The Government petitioned for certiorari. We granted the
petition, vacated, and remanded for reconsideration in light of
United States v. $8,850, 461 U. S. 555
(1983). 462 U.S. 1101 (1983). In
$8,850, however, the
issue presented did not involve the remission procedure; rather,
the question was whether the Government's 18-month delay in
bringing a forfeiture proceeding violated the claimant's right to
due process of law. The Court held that due process requires a
postseizure determination within a reasonable time of the seizure.
We concluded that the four-factor balancing test of
Barker v.
Wingo, 407 U. S. 514
(1972), provides the relevant framework for determining whether a
delay was reasonable. The
Barker test involves a weighing
of four factors: the length of any delay, the reason for the delay,
the defendant' assertion of his right, and prejudice suffered by
the defendant. Applying this test to the 18-month delay before it,
the
Page 474 U. S. 248
Court in
$8,850 found no unreasonable delay, in part
because a substantial portion of the delay in question was
attributable to pending administrative and criminal
proceedings.
On remand in this case, the Court of Appeals recognized that
$8,850 "presented a somewhat different issue from that
arising in the instant case," 729 F.2d 657, 659 (1984), because
$8,850 dealt with forfeiture, rather than the remission
procedure. Nevertheless, it concluded that this Court's holding in
$8,850 "reinforces our earlier view that due process
rights attach to the processing of the petition for remission," 729
F.2d at 660, and therefore reaffirmed its holding that "due process
requires Customs to act promptly in ruling on petitions for
remission or mitigation under 19 U.S.C. § 1618."
Ibid.

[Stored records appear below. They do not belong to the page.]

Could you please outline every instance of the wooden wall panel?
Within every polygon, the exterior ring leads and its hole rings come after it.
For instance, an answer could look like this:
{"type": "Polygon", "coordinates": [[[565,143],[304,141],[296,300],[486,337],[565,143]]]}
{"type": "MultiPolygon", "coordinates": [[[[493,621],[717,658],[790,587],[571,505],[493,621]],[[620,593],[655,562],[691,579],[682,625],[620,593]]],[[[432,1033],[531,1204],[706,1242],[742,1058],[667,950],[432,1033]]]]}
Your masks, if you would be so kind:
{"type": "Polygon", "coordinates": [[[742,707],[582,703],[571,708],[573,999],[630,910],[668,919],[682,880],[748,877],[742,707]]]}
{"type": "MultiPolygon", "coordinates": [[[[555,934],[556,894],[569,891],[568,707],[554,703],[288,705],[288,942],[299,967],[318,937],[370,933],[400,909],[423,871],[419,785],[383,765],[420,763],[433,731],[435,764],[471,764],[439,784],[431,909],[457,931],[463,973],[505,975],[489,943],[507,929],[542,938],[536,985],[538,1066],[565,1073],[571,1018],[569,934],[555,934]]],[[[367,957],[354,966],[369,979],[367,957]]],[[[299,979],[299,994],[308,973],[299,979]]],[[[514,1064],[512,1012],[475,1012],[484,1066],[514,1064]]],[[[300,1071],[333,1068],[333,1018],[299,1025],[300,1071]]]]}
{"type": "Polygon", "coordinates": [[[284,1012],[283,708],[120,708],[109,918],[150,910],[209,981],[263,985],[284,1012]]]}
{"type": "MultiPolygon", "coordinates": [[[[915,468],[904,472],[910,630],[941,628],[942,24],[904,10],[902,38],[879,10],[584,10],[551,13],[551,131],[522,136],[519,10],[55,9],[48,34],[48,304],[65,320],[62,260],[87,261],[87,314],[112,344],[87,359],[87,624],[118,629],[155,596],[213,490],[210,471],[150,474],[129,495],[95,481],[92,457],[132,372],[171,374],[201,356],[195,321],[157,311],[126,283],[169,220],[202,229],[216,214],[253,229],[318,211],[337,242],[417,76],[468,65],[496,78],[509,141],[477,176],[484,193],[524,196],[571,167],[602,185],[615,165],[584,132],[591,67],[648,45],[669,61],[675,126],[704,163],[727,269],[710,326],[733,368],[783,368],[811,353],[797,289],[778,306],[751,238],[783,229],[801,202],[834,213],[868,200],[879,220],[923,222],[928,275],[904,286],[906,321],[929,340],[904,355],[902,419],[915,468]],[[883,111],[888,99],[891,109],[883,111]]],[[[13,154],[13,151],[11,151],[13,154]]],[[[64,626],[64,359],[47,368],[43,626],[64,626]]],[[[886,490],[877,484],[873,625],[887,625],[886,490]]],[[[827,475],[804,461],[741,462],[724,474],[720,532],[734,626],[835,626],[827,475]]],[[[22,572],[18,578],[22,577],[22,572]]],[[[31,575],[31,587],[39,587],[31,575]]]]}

The
court recognized that its earlier attempt to set specific time
limits for the processing of remission petitions was "ill-advised,"
ibid., and held instead that the
Barker factors
should also be applied to determine whether Customs has violated
due process in delaying a response to a remission petition. The
court accordingly remanded the case to the District Court to
consider whether the 36-day delay violated due process. In
addition, however, the court made clear its view that the
circumstances of this case support a finding of a due process
violation. Thus, the court noted that the propriety of the length
of the delay may turn on the nature of the item that has been
seized, and reemphasized the point made in its earlier opinion that
"special hardships [are] imposed on persons deprived of the use of
their automobiles. . . ." 729 F.2d at 661. With respect to the
reason for the delay, the Court of Appeals observed that the
"record here provides no obvious reason for the Government's
one-month delay in processing von Neumann's petition, although we
note that Customs processes a great number of petitions each
year."
Ibid. In addition, the court pointed to the filing of
the remission petition itself as the necessary assertion of the
right to a speedy determination under
Barker. Finally, the
court
Page 474 U. S. 249
noted that prejudice could be established by the inconvenience
of being without a vehicle for any length of time.
Arguing that due process considerations do not govern the
Secretary's disposition of remission petitions, the Government
petitioned for certiorari. We granted the Government's petition.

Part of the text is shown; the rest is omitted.